Political consultation is not our goal. The utopia that is central here has to do with another measurement – that appears in a text by Heinrich Heine from 1835. There we read:
“We have surveyed the land, weighed the natural forces, calculated the means of industry and behold we discover that this earth is big enough to offer adequate space to build the huts of their happiness, that this earth can feed all of us reasonably well if we all work and don’t want to live at the expense of others and that we don’t need to expel the poorer class to heaven.”
We people – the nine billion that we will soon be – could all have a reasonably bright life but must do something for that and simultaneously refrain from many things. We must reorganize the earth and spruce it up ecologically so to speak. Nature was ruthlessly exploited in the few centuries since the fossil and industrial revolution. We must prevent climate catastrophe and ensure that the intensifying battle for raw materials does not result in a bloodbath. We must prevent financial- and economic crises further aggravating the social oppositions.

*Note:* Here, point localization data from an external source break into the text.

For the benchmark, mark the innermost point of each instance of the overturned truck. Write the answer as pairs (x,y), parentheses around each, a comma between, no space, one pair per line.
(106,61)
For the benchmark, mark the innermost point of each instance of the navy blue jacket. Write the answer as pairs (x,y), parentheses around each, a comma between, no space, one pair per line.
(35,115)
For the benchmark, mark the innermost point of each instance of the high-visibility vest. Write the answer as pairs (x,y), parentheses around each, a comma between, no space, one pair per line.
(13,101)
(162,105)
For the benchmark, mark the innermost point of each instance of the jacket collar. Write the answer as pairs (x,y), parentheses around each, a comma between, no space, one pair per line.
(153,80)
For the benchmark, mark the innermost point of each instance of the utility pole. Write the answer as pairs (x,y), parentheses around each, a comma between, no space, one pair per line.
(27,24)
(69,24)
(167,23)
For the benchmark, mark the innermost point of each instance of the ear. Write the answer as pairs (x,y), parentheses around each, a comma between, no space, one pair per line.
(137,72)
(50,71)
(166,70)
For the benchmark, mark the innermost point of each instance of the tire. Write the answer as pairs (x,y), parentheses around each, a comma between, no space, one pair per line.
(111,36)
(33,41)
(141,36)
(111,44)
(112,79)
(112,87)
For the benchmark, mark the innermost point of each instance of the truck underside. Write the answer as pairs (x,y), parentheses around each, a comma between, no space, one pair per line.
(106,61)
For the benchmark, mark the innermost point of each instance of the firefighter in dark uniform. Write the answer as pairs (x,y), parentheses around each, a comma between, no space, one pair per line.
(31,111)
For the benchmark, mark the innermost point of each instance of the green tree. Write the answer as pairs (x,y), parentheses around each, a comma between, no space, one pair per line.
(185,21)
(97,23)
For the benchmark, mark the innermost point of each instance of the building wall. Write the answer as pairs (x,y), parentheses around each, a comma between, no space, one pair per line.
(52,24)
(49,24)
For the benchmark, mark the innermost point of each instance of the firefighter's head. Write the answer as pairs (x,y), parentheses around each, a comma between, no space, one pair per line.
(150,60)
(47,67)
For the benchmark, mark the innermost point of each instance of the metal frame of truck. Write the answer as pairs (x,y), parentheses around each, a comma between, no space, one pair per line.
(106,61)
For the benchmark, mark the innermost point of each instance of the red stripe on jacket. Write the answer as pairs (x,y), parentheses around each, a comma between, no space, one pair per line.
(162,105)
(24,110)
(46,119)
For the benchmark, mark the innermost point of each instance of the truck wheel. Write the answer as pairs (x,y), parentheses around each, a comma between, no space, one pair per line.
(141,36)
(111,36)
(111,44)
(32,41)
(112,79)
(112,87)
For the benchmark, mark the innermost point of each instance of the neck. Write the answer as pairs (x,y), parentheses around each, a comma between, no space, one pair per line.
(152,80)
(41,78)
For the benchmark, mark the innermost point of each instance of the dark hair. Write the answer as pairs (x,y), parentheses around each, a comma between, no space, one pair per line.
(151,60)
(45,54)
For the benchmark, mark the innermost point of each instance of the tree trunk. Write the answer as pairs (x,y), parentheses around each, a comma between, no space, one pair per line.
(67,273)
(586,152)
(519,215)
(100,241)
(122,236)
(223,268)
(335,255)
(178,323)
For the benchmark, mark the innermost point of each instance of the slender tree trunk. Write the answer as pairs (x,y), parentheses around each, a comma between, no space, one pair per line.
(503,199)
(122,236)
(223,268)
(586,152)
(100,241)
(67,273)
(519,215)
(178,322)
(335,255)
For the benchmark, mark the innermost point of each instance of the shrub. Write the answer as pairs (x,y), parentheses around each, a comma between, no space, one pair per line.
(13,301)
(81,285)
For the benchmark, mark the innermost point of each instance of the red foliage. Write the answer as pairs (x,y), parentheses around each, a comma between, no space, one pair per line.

In an interview, the English historian Eric Hobsbawm recently voiced the fear that the crises of capitalism could lead to a great and extremely bloody war. I hope these were only the fantasies of an old man who lived through two world wars and the “age of the extreme.” However I fear Hobsbawm could be right with his scenario.
Thus the standards for a utopian project are clear: enable people on earth to live reasonably well and not banish them to Paradise any more.
Raul Zelik: What is central is not only “bread,” the basic provision of people, but something that could be described generally and concisely with the term happier life, a life in which communication, work and social relations have another rank and substance.
Elmar Altvater: Right. Utopias can be presumptuous and not do justice to reality. We should be aware of this double meaning. One cannot simply escape the danger. Obviously we can be presumptuous when we speak about something that does not exist or does not yet exist.